Obviously, there are a lot of details that go far beyond this simple list, but, outside these five areas, the dealer is pretty much on their own.  They can sell what they want, for how much they want, service or not service what they want, in ways and using tools and procedures and  vendors and other resources they choose, set their own hours, location, store size, and determine for themselves the competence, positions, compensation, and size of their staff.  In short, just about everything is in their perview. 

This comes as a surprise to many people.  But it is how it is.  The fact is, when a manufacturer decides one of its dealers is not representing it correctly in some way, it actually has to take the dealer to court to do something about it.  Legally, the process a manufacturer goes through to get rid of a dealer is something like a divorce, though not nearly as easy.  

Now this is not to say the manufacturer leaves the dealer hanging, with no suggestions, training, advice, programs, systems, financial assistance, or any of that.  They do, certainly, and depending on the manufacturer, they do it very well indeed.  But, all of these things just mentioned are completely voluntary; none of it is compulsary.  With most powersports manufacturers, the dealer can take it or leave it.  And there is the crux of the thing.  Folks say dealers are no good and independents are better on average.  Maybe, but if some dealers give the industry a bad name, certainly not all do, and more to the point, as we have just seen, it's a choice.  Dealers that are good are so because they choose to be.  And the not-so-good made their choices also.
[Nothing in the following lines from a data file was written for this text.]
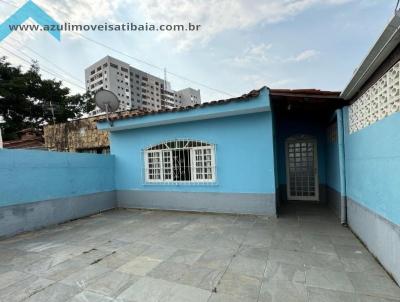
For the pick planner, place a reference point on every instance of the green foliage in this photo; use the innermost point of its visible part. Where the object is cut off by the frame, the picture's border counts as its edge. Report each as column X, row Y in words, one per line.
column 27, row 100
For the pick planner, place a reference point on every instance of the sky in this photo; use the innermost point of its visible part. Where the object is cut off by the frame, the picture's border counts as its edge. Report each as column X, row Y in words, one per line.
column 241, row 45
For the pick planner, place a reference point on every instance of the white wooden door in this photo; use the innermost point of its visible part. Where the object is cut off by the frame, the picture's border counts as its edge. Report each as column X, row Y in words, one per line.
column 302, row 168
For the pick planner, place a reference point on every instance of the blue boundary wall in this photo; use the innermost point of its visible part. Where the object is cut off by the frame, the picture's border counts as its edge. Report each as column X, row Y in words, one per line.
column 40, row 188
column 333, row 175
column 372, row 162
column 243, row 135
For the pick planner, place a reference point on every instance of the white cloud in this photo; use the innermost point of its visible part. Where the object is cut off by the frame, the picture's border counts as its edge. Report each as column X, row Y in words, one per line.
column 254, row 53
column 305, row 55
column 216, row 16
column 261, row 54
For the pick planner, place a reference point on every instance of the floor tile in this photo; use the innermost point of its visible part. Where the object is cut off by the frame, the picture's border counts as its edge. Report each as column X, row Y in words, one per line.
column 282, row 291
column 11, row 277
column 140, row 266
column 327, row 279
column 87, row 296
column 169, row 271
column 325, row 295
column 247, row 266
column 56, row 292
column 24, row 289
column 285, row 272
column 201, row 277
column 229, row 298
column 111, row 283
column 239, row 285
column 186, row 256
column 85, row 276
column 374, row 285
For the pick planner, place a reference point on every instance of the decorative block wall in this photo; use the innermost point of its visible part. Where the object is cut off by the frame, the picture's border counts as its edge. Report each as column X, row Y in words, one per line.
column 379, row 101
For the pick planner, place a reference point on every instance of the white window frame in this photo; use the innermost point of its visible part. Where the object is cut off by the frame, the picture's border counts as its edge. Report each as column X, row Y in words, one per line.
column 193, row 164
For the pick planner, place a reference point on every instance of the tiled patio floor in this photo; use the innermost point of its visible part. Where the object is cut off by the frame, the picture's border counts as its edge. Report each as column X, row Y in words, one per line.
column 144, row 256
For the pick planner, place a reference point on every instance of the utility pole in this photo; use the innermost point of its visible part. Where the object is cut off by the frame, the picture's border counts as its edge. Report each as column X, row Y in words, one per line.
column 1, row 140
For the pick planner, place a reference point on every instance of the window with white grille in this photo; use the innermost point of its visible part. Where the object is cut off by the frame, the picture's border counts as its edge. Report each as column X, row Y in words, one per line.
column 379, row 101
column 180, row 161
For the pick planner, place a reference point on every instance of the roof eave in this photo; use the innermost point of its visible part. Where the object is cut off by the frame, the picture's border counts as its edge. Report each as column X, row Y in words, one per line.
column 385, row 44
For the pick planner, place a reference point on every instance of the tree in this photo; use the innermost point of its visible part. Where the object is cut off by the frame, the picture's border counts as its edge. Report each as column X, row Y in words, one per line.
column 27, row 100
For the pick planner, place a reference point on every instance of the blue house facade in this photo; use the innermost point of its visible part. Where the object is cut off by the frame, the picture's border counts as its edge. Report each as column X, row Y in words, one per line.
column 251, row 154
column 216, row 157
column 246, row 155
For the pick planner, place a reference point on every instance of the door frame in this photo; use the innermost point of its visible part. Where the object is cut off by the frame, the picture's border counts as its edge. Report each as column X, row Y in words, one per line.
column 302, row 138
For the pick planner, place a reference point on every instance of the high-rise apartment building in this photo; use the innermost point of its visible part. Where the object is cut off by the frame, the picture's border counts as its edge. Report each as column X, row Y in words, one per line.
column 134, row 88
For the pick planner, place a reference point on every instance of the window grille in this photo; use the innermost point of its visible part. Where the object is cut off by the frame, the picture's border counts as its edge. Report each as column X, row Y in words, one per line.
column 379, row 101
column 180, row 162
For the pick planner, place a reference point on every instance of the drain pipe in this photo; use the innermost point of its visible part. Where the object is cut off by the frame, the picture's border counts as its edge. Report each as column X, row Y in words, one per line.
column 342, row 166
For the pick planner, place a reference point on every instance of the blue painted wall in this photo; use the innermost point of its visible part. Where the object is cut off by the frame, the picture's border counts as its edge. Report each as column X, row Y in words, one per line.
column 289, row 126
column 372, row 157
column 244, row 153
column 332, row 165
column 28, row 176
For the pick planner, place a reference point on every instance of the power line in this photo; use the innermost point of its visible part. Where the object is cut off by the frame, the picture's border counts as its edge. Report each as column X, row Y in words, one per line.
column 137, row 59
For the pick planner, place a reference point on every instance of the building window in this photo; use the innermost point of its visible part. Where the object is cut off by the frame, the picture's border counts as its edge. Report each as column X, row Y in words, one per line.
column 180, row 161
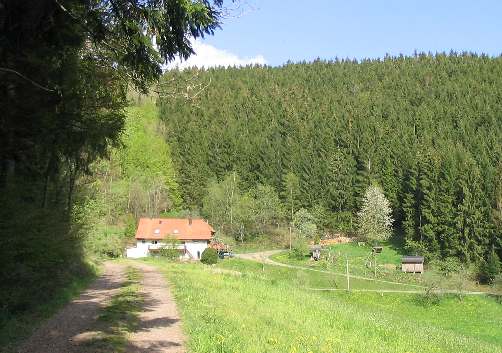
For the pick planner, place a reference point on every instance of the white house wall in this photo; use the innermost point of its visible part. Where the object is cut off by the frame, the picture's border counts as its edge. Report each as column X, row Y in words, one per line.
column 194, row 248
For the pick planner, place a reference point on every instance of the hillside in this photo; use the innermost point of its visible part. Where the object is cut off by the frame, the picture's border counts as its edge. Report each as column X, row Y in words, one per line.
column 426, row 128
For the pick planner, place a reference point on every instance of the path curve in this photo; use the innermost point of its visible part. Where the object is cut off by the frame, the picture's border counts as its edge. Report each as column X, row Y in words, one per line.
column 159, row 325
column 159, row 328
column 264, row 257
column 61, row 333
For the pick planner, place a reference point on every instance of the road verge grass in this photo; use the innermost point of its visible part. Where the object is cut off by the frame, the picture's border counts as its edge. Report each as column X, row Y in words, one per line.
column 120, row 317
column 14, row 329
column 254, row 308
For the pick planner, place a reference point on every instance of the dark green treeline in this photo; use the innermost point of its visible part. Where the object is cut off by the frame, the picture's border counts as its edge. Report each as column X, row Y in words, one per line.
column 427, row 128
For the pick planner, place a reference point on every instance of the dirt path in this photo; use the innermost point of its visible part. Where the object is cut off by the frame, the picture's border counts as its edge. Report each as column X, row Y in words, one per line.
column 159, row 327
column 264, row 257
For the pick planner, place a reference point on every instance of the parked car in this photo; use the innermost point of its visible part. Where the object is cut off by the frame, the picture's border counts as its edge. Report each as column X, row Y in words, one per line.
column 225, row 254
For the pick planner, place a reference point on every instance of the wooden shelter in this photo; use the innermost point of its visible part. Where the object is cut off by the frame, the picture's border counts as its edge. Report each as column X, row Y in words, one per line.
column 315, row 252
column 412, row 264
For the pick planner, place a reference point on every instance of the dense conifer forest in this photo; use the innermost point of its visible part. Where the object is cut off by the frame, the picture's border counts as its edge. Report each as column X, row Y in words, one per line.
column 426, row 128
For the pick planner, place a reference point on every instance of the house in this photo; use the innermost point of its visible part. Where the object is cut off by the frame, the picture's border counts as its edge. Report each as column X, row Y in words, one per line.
column 194, row 236
column 413, row 264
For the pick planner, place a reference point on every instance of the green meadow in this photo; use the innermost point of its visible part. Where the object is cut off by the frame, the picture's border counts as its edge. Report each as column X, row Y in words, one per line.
column 241, row 306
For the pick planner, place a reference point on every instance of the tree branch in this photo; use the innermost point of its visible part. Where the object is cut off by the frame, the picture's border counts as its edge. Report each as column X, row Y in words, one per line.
column 4, row 69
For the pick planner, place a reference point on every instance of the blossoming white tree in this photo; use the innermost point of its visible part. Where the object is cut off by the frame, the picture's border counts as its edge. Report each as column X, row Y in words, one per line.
column 374, row 218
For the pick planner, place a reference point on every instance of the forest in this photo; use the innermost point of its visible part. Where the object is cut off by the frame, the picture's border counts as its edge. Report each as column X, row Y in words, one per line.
column 427, row 129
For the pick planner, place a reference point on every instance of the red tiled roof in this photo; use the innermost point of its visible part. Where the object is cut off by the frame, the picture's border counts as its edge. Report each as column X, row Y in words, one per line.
column 160, row 228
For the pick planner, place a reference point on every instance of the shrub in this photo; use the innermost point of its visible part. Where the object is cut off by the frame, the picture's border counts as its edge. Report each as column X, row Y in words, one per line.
column 489, row 269
column 209, row 256
column 299, row 250
column 448, row 266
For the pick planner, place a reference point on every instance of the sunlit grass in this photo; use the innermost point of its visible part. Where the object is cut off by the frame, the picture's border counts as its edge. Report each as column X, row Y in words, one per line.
column 240, row 306
column 120, row 318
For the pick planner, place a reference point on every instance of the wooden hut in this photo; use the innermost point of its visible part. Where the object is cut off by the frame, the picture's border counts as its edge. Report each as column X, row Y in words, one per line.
column 413, row 264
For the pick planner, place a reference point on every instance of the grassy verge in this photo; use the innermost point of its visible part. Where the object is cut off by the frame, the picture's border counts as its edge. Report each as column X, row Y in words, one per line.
column 270, row 241
column 120, row 318
column 388, row 268
column 16, row 328
column 240, row 306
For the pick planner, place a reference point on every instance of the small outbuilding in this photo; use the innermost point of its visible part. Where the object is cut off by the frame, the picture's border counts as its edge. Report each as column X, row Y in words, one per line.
column 412, row 264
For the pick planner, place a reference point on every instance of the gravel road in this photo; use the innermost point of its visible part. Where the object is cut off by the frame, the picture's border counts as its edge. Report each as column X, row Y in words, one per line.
column 159, row 329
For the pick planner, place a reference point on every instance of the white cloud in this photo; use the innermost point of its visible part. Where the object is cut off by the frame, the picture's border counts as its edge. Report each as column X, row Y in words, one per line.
column 208, row 56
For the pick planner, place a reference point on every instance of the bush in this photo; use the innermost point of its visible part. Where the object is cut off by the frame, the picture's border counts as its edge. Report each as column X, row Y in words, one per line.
column 299, row 250
column 209, row 256
column 448, row 266
column 489, row 269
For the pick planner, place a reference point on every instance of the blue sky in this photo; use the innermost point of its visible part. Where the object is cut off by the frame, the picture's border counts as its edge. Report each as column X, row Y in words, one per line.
column 275, row 31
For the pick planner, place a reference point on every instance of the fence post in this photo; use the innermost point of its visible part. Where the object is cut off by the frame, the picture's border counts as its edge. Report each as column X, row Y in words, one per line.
column 348, row 277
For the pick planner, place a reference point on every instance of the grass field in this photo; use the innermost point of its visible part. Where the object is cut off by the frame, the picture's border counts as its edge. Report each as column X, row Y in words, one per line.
column 240, row 306
column 388, row 268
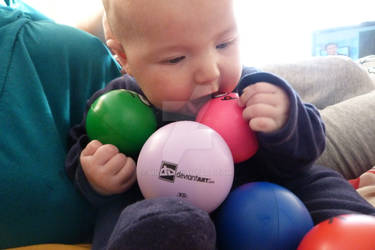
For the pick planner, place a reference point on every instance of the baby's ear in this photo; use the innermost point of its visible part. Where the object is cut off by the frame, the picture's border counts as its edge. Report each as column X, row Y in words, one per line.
column 118, row 52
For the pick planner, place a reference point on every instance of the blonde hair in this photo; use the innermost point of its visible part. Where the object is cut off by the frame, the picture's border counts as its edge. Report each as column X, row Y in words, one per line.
column 120, row 19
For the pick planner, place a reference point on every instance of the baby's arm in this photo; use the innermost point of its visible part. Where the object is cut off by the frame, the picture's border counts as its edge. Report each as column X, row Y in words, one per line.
column 290, row 133
column 107, row 170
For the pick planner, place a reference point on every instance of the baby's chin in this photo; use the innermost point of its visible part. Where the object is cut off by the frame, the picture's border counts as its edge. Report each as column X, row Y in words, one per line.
column 189, row 108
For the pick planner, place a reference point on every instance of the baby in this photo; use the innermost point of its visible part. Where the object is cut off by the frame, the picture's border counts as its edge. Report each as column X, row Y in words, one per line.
column 178, row 54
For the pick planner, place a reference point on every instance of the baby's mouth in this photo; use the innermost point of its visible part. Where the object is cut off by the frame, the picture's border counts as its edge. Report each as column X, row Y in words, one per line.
column 195, row 105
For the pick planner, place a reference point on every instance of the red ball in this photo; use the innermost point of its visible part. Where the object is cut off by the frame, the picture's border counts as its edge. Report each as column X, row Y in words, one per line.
column 224, row 115
column 345, row 232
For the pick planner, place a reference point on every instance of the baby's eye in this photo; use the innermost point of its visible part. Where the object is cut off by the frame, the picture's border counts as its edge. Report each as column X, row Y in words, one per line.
column 176, row 60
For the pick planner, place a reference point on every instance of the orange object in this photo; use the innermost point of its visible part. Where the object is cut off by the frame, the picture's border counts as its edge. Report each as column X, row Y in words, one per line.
column 345, row 232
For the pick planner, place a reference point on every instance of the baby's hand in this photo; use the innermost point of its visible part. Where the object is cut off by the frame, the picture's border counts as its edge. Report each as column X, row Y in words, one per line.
column 266, row 107
column 107, row 170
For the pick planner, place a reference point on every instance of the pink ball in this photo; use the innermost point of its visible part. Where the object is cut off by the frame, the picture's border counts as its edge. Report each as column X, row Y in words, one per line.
column 189, row 160
column 224, row 115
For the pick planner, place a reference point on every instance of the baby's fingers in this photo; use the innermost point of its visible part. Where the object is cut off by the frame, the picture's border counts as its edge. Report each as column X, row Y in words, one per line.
column 263, row 124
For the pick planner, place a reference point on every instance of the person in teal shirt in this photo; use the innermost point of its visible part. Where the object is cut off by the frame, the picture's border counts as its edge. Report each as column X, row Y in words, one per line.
column 47, row 72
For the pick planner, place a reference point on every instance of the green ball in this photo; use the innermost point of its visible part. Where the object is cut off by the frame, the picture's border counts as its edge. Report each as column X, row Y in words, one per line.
column 122, row 118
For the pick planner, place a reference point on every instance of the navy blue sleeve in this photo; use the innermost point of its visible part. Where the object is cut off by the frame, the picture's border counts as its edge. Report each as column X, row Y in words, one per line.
column 299, row 142
column 78, row 140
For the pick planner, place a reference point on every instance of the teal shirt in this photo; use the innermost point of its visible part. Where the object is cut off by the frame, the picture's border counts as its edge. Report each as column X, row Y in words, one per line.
column 47, row 73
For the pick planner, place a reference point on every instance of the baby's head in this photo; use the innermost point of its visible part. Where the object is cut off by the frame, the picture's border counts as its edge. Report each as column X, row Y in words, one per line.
column 180, row 52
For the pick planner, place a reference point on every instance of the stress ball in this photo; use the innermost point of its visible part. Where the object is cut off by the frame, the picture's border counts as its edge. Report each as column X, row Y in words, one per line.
column 189, row 160
column 224, row 115
column 344, row 232
column 122, row 118
column 262, row 215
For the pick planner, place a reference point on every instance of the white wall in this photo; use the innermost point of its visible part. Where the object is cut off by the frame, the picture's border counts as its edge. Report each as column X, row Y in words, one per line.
column 271, row 30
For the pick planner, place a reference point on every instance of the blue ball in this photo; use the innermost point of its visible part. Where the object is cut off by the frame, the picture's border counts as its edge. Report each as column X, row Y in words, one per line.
column 262, row 215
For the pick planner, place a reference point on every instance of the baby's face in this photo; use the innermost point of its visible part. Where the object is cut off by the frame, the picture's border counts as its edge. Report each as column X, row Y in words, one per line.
column 185, row 51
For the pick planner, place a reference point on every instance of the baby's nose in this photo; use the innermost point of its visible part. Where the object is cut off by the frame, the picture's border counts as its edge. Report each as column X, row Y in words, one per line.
column 208, row 72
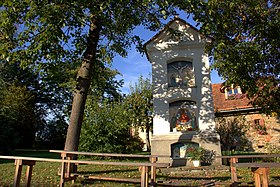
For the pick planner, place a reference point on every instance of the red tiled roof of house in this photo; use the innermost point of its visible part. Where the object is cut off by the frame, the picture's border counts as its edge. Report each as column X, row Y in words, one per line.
column 223, row 104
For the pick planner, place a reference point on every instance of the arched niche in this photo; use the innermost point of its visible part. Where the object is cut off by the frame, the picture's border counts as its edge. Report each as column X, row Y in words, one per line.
column 180, row 74
column 182, row 116
column 180, row 150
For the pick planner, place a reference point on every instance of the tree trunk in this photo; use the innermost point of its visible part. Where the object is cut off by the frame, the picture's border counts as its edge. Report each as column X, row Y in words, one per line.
column 82, row 86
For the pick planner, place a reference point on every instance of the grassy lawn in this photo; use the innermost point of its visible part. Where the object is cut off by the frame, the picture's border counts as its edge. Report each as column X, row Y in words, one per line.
column 46, row 174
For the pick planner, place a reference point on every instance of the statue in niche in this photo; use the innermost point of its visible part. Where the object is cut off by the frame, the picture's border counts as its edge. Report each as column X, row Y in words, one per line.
column 180, row 78
column 185, row 120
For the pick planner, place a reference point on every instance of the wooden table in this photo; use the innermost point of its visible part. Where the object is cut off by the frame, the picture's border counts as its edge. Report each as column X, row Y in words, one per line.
column 260, row 170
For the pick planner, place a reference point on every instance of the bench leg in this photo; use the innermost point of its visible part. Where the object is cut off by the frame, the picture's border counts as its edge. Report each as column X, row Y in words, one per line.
column 233, row 172
column 29, row 170
column 261, row 176
column 17, row 175
column 153, row 171
column 265, row 172
column 144, row 176
column 62, row 175
column 257, row 178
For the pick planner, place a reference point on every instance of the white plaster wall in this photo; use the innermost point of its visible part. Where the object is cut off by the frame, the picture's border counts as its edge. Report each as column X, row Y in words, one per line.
column 162, row 51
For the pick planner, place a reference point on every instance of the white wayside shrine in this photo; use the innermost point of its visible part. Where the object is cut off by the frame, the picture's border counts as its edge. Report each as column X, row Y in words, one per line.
column 183, row 105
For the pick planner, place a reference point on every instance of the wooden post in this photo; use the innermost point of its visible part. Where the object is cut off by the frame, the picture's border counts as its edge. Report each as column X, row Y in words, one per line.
column 260, row 176
column 265, row 172
column 18, row 169
column 62, row 175
column 144, row 176
column 29, row 169
column 233, row 171
column 153, row 159
column 257, row 177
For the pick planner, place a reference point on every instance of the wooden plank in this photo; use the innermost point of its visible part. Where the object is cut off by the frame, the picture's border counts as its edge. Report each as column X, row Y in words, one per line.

And, manufacturers do have some voice.  But, and this is important, whatever leverage the manufacturer can legally apply has to be afforded them beforehand in the agreement both the manufacturer and dealer signed at the beginning of the relationship.  In other words, the dealer has already agreed on it.  You could say therefore that this power comes from the dealer.  In essence the dealer is the orginator of even the manufacturer's power over them, whatever level of power that is.  This is important to understanding motor vehicle dealers.  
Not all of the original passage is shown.